Cinq pièces d’archives pour dire la danse

Juliette Riandey et Laurent Sebillotte

Photogrammes et calques utilisés lors du processus de composition de An H to B de la chorégraphe Mié Coquempot (1971-2019), 1997 (fonds Mié Coquempot)


L’exposition Pièces distinguées qui ouvre ses portes au CN D propose une plongée dans ce que recèlent les quelque 250 fonds d’archives et collections particulières conservés par sa médiathèque. Parmi les nombreux documents exposés, cinq sont présentés dans ce chapitre spécial de la série « Le document insolite ». La sélection, multipliée par cinq pour l’occasion, met en lumière autant de champs d’activités où s’opère le travail de l’archiviste en danse.

Photogrammes et calques utilisés lors du processus de composition de An H to B de la chorégraphe Mié Coquempot (1971-2019), 1997 (fonds Mié Coquempot)

En premier lieu, on attend des archives de la danse qu’elles témoignent des œuvres et démarches des créateurs – chorégraphes et danseurs, mais aussi artistes associés, compositeurs, costumiers, ou encore éclairagistes. Les documents que tous ces artistes produisent rendent compte souvent finement des diverses étapes des processus artistiques.

Dans sa pièce An H to B, créée en 1997, la chorégraphe Mié Coquempot révèle sur scène une partie de son processus de composition au moyen de calques colorés qui se succèdent sur l’écran d’un téléviseur. Réalisés à partir de 21 photographies issues d’un solo de William Forsythe, ces calques permettent à la danseuse de dévoiler la construction de sa pièce au public : chaque image sert de point de départ pour développer une phrase chorégraphique de 20 secondes et finalement constituer un solo de 7 minutes et 20 secondes, précisément. Ces documents, à la fois pièces de scénographie, archives du processus et reflets de l’admiration de la danseuse pour son aîné et sa méthode d’improvisation, nous renseignent sur la structure de la pièce, découpée en autant de calques conservés dans le fonds.

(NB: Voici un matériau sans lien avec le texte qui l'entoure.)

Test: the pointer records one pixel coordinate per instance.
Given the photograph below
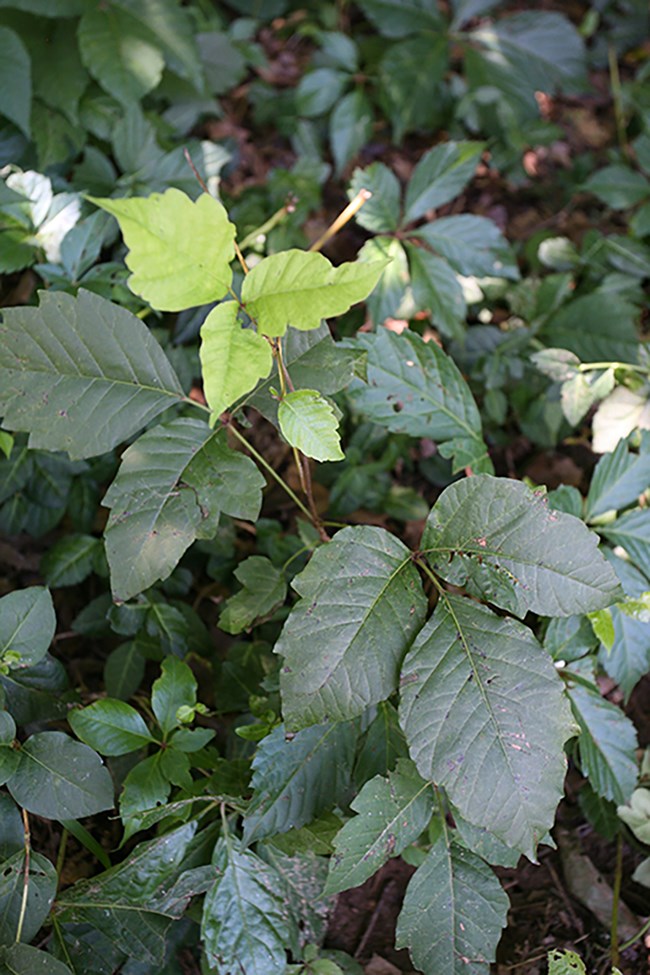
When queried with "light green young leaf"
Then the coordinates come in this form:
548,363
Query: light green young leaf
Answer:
246,924
264,589
484,715
607,744
175,688
60,778
172,485
134,903
41,889
453,913
15,80
308,422
392,812
81,374
632,532
440,176
296,779
361,604
179,250
503,543
111,727
27,624
618,479
233,359
300,288
119,53
413,387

Parce que les œuvres chorégraphiques ne sont, par nature, jamais fixées matériellement et que les processus de création et les modes opératoires de la danse ne se laissent qu’imparfaitement capter par la vidéo, et aussi parce que ce qui a motivé et nourri le travail n’est pas toujours explicité au moment de la diffusion des pièces, toutes ces traces et tous ces artefacts qui informent sur la genèse des pièces et la fabrique des spectacles sont essentiels pour l’archiviste.

« La danse n’est pas une chapelle » : affiche du Théâtre contemporain de la danse (TCD), janvier-avril 1998 (fonds Théâtre contemporain de la danse)

L’une des données que cherche à clarifier l’archiviste en priorité est celle du contexte de production de l’archive. Contextes historique, géographique et géopolitique, social ou sociologique, institutionnel, biographique aussi bien… : chaque fois, la pièce d’archives peut être envisagée pour elle-même dans son écosystème propre ou comme révélatrice, au-delà d’elle-même, d’un contexte plus large.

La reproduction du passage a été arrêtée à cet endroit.